The next day, we left Eden to return to Bangalore on the night flight.   I logged a half-day at work and then met up with my family in the afternoon to show them my apartment and my neighborhood, which both pass inspection.  We shared a final meal that night, and then we said our goodbyes as they were flying to Bombay in the morning and I would be at work.  But oh, how plans change.,,

NEWSFLASH… NEWSFLASH…
            On the night of December 30th, at approximately 7:15 p.m., a certain individual by the name of Alex Beecher met an accident as he was crossing 80 Feet Road in the Koramangala area of Bangalore.  After topping up his mobile phone, he began the treacherous passage across with the intention of patronizing a favorite juice stand on the other side.  The first half of the crossing was remarkable for being unremarkable, and he had hopes that the second half of the crossing would be just as successful. 
Standing on top of the divider in the middle of the road, he saw an opening in the traffic and decided to make his move.  Keeping his eyes fixed on the approaching bus, he stepped down and pop…  He had landed awkwardly on his right foot, badly rolling his ankle, and stumbling forward into the road.  His first instinct was survival, so he immediately moved to regain the safety of the divider, but there was no need as, defying the law of conservation of momentum, the oncoming vehicle stopped to let him hobble across.

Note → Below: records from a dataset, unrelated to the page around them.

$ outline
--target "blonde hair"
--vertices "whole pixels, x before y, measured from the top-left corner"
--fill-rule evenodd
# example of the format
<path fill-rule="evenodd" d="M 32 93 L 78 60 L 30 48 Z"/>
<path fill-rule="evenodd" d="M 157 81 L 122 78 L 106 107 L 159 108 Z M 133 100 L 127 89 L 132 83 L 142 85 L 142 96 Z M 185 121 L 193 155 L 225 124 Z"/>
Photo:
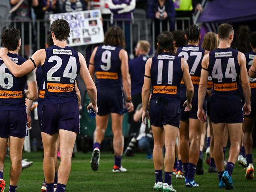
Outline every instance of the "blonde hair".
<path fill-rule="evenodd" d="M 147 41 L 141 40 L 138 42 L 139 46 L 142 49 L 143 51 L 146 54 L 148 54 L 150 50 L 150 44 Z"/>
<path fill-rule="evenodd" d="M 218 37 L 213 32 L 208 32 L 204 37 L 202 48 L 208 51 L 211 51 L 218 47 Z"/>

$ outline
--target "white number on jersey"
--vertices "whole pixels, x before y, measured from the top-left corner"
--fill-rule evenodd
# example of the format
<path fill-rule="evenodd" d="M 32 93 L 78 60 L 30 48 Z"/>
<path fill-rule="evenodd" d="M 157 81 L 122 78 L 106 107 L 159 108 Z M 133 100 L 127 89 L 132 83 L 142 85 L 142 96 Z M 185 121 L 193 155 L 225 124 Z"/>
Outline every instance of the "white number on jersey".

Thinking it was just a sprain, he walked it off, just as Dad always taught, and limped all the way back home where, upon taking off his shoe, he discovered a very disturbing bump on his foot, not the expected swelling around his ankle.  Judiciously, he decided to go to the hospital where an x-ray revealed an avulsion fracture at the base of the fifth metatarsal.

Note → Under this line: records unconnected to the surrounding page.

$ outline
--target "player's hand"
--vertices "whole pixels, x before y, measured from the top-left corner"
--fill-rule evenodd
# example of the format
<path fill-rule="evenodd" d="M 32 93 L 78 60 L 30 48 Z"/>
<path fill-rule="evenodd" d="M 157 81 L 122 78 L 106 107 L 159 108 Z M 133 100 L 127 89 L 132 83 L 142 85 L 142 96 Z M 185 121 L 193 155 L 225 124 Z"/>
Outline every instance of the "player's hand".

When asked about the incident, the involved party declined to comment.

My foot

The fracture

Noooooo…  I’ve got a broken foot, and I have to wear a stupid cast for at least 4 weeks, and I won’t be fully healed for at least 6, and then I have to do ankle exercises to regain ankle mobility, and, and, and, and OH, THE HUMANITY!!!

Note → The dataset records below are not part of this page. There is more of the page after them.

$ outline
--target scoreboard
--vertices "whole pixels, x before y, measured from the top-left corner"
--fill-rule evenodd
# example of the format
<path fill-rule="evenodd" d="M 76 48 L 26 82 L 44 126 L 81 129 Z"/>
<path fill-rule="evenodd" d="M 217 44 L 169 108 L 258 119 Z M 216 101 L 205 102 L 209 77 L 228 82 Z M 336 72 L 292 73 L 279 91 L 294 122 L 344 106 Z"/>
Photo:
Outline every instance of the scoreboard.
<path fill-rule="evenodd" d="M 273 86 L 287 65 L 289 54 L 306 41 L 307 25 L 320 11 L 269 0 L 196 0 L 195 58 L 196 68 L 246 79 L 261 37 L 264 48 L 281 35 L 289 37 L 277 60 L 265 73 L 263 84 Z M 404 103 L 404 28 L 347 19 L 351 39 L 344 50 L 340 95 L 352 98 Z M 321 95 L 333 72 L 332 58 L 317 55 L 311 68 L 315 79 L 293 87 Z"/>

It could be worse.  It doesn’t really hurt that much, and I should make a full recovery, but what bad luck.  The only redeeming factor was my injury enticed my mother who hadn’t yet left India to return to Bangalore where she pampered me and ensured I didn’t go out on New Year’s Eve and do anything foolish.  We also made a furtive trip to Mysore to see Tipu Sultan’s famous palace, but don’t tell anyone at work about that (if you're curious, look at Interactive Mysore Palace).  Speaking of which, this injury does affect my ability to do lab work (if only indirectly, because I’m still physically capable of doing lab work; I’ve just been put on a tight leash by my boss), but I’ll let you know how it turns out.